Begin with the performances. Jacqueline Byers takes her role as troubled and damaged Emily and finds the elemental truth of the character. Byers is never at a loss for the shade of light, the depth of darkness, the variety in delivery, voice, and timing that will carry us along on her journey. And such a journey she must take. For this, we must consider the antagonistic relationship she has with her close friend in their emerging dancing careers, Heather. Felled by injury, Emily is unable to nourish her burgeoning future and she needs Heather’s strong friendship if she is to recover. Played with startlingly steely accuracy by Jessie Cox, Heather has not enough warmth of character to sustain a damaged friend, and Cox is marvelous in her exploration of the treachery required of Heather to justify her needy selfishness and eventual abandoning and awful betrayal of Emily. Writer Jan’s creation of the character Ken sets up a theatrical triangle that has nothing to offer Emily. Jan brings to bear a deadly weapon in the actor Gregory Solomon, and dear Readers, we must experience Solomon’s performance to appreciate the single-mindedness of the self-promoter, the cruel charm of the winner male using one female as his weapon to attract another. It is a superb gem of acting and deserves to be seen to understand how an actor lives inside a character so much that he just is the character. Solomon knows Ken and Solomon speaks with his voice, thinks on his feet as if born to the role.

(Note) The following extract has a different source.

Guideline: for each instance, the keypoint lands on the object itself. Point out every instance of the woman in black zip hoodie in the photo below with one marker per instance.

In the unfolding of the plot, we meet Esther, a University alumna who takes us to a time before the action and in a clever devising, brings the conflicts to a resolution of sorts through her story. Esther is played with stoic discipline by Erica Charles who understands that the vitality of the play’s rhythm is well-served without demonstration. She keeps her presence in steady stillness and emotional restraint. Very good stuff. In a smaller role, Farhang Ghajar knits the details of connection required of minor characters so well. His kind of gift is any director’s choice when much is required of a supporting role. Again, terrific.
Were this a professional company, Aaron Jan’s budget for his creative team would be skyward. Producers Devin France (one fine actor himself in another life) and Evan Mulrooney have assembled a Swiss Bank Account of talent. Costume design by Annie Capretta and Emma Price, lighting design by James Mccoy, choreography by Cassandra Bowerman (herself a prominent dancing talent in another life), and set design by Nigel d’souza.The team includes a composer (Jake Butineau), a sculptor (John McGowan), a photographer (Hayley Pace), and video design by Nick Tiringer. The whole is stage managed with huge competence by Ndola Hutton.

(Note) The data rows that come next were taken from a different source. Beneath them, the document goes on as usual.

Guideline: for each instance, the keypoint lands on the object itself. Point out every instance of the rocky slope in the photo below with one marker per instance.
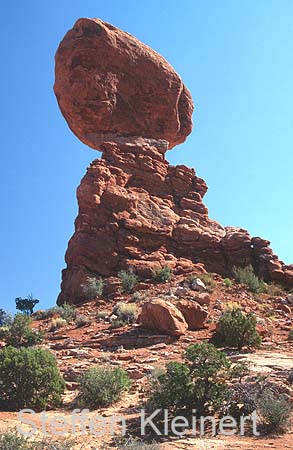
(136, 211)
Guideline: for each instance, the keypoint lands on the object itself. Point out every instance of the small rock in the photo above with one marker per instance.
(198, 285)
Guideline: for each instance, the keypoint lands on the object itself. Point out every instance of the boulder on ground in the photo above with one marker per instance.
(194, 315)
(163, 316)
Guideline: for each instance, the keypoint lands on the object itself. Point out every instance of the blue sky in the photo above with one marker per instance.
(234, 56)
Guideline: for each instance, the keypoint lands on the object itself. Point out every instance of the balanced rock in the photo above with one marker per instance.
(162, 316)
(110, 86)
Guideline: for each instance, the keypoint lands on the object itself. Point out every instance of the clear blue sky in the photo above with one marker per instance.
(235, 56)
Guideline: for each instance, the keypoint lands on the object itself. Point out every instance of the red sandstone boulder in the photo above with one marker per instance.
(163, 316)
(109, 85)
(193, 313)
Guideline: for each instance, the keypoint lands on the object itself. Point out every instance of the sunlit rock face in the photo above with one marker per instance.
(135, 209)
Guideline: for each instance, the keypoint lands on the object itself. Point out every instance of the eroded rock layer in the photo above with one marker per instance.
(136, 210)
(109, 86)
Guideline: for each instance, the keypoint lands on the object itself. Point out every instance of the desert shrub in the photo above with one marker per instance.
(240, 370)
(228, 283)
(161, 275)
(5, 318)
(260, 395)
(208, 280)
(103, 386)
(29, 378)
(274, 410)
(47, 313)
(246, 275)
(57, 323)
(19, 332)
(118, 323)
(102, 314)
(197, 383)
(68, 312)
(137, 297)
(128, 280)
(13, 440)
(26, 305)
(134, 443)
(236, 329)
(126, 312)
(240, 400)
(93, 287)
(274, 289)
(290, 376)
(82, 320)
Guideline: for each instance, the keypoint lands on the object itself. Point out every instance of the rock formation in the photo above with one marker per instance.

In my secret life as an undercover critic I find sometimes the need to criticize. I see a credit for a dramaturge, Lucy Powis. Let me address this insofar as I perceive the play to be long and burdened with much story. I perceive a situation where resolution stretches artistic credibility. Seeing that dramaturgy is available I commend the company, and recommend they continue with this and explore the maze of economic possibilities in bringing real perfection to a work of art, true art. For that is what this is. Get out, dear Readers, to see this production. Citadel upstairs theatre. Tell them I sent you.